Struggling with depression, the 26 year old took to social media where she gave voice to her conflict with identity and being a transgender woman in today’s society.
Read the post in part: ‘From a very young age, I was told that people like me are freaks and abominations, that we are sick in the head and society hates us. This made me hate who I was. I tried so hard to be just like everyone else but this isn’t something you can change. I can’t stand to live another day, so I’m committing suicide.’
According to a report via CBS Las Vegas, Hallstrom appeared to intentionally walk into traffic and was fatally hit by a dump truck on the highway. The driver attempted to drive and swerve but was unable to avoid the collision, according to a police report.
Tragically cops told that they were notified of the woman’s suicide note prior to the accident, but were unable to locate her. At the time of her suicide posting, multiple friends pleaded with Hallstrom not to kill herself.
Hallstrom said in the post that she wanted her experience to help others.
‘I believe my last words can help make the change that society needs to make so that one day there will be no others like me. Please help make this change because trans people are everywhere. You may never know who you’re hurting until it’s too late. Please help fix society,‘ she wrote in the post.
She also expressed that she didn’t want to be remembered as just another number.

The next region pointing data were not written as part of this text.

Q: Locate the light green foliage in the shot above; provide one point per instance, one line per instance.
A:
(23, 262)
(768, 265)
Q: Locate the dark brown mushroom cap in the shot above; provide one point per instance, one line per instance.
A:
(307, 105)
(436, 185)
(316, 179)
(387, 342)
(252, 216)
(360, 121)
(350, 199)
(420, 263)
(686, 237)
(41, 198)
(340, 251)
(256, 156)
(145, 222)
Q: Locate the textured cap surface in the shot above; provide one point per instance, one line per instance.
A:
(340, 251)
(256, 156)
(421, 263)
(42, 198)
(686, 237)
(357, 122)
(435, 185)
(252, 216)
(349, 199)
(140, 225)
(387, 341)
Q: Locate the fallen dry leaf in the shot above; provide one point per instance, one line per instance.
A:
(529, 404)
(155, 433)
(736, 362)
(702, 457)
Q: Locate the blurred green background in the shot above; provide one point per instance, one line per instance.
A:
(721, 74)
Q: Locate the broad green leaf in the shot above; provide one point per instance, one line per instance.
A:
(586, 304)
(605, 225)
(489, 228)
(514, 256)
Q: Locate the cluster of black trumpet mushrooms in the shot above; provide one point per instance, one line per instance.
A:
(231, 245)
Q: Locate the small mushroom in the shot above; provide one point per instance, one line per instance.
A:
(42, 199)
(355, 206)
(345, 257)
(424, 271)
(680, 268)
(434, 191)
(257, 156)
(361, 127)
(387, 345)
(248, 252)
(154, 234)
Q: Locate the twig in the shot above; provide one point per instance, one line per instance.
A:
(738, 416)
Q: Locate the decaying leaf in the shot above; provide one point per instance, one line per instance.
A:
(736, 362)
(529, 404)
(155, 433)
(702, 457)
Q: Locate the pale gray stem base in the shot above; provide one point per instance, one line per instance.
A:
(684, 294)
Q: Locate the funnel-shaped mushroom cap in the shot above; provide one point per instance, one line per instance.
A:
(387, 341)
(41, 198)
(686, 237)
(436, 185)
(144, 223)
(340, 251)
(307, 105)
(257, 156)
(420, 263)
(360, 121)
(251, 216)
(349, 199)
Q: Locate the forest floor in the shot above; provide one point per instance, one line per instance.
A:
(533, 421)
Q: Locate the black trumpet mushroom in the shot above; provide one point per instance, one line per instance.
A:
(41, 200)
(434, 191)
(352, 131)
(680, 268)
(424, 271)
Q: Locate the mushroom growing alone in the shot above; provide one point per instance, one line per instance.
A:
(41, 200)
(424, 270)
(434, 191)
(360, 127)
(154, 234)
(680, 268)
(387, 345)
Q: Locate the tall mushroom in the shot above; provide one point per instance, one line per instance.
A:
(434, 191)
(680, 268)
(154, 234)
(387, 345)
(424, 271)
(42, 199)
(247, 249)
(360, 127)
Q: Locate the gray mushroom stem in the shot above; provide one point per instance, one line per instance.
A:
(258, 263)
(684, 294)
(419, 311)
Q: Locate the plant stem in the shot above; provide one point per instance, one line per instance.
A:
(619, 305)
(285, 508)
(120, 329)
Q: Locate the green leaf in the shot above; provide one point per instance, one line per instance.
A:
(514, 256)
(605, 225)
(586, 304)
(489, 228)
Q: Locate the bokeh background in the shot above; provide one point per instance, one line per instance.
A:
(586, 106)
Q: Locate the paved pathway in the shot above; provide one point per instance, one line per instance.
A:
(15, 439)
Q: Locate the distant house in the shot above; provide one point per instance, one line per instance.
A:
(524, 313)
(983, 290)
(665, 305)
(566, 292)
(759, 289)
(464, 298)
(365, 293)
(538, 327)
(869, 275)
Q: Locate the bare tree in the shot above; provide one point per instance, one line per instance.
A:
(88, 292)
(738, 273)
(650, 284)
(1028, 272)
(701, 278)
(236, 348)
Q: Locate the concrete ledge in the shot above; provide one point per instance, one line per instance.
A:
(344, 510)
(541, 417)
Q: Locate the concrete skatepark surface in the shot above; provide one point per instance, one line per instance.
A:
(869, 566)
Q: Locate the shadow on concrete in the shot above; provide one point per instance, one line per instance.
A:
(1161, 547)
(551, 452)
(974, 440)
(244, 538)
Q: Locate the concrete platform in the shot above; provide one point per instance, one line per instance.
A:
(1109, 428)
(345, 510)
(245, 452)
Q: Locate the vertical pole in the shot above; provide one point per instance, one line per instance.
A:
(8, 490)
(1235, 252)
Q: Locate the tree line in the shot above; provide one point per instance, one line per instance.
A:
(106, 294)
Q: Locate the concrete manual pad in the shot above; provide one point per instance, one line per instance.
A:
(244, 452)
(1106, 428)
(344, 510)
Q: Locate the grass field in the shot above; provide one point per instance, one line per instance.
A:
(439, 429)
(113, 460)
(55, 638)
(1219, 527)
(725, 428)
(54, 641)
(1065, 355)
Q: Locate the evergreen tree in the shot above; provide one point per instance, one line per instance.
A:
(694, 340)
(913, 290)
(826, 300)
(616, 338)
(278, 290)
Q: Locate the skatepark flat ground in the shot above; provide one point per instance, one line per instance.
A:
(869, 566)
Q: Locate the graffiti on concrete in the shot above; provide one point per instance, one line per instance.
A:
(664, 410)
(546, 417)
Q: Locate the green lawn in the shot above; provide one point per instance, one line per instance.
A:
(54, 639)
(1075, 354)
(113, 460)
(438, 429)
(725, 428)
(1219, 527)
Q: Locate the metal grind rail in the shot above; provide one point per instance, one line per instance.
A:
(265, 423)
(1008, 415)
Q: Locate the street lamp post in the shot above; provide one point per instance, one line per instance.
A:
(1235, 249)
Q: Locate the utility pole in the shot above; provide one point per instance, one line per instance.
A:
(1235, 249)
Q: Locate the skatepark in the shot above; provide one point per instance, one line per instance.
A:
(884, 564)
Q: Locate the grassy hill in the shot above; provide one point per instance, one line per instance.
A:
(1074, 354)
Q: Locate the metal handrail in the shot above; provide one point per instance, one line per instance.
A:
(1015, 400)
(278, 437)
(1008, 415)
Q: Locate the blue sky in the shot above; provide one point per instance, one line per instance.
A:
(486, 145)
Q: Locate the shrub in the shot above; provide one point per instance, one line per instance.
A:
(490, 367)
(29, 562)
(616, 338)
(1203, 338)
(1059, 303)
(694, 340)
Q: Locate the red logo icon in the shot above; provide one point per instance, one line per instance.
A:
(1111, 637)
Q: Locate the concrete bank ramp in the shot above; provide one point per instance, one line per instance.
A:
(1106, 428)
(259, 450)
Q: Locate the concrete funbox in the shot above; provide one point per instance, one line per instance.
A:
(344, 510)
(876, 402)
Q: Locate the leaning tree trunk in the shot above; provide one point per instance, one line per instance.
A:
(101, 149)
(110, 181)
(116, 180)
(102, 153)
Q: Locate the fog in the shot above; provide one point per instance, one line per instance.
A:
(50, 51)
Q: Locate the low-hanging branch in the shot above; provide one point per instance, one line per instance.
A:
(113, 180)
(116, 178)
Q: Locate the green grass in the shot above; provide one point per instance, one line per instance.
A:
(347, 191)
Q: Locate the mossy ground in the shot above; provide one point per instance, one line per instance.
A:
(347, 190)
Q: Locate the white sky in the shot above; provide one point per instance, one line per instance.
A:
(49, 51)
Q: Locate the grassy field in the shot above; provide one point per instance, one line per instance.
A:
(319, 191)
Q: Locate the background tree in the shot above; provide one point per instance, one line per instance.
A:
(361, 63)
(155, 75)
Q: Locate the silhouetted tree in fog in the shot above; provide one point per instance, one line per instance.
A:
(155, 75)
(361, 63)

‘People need to know that I’m not just another face of someone they never met. I was alive. I have a family and friends that I love very much and I’m so sorry to them for the hurt this will cause them,’ she wrote. ‘I loved being around those that I love. I loved listening to music and singing. I loved going out to eat with friends and enjoying good food. I was a real person.’
Friends of Hallstrom set up a GoFundMe page to help the family cover funeral expenses. As of Wednesday, the group had exceeded its goal of $3,500.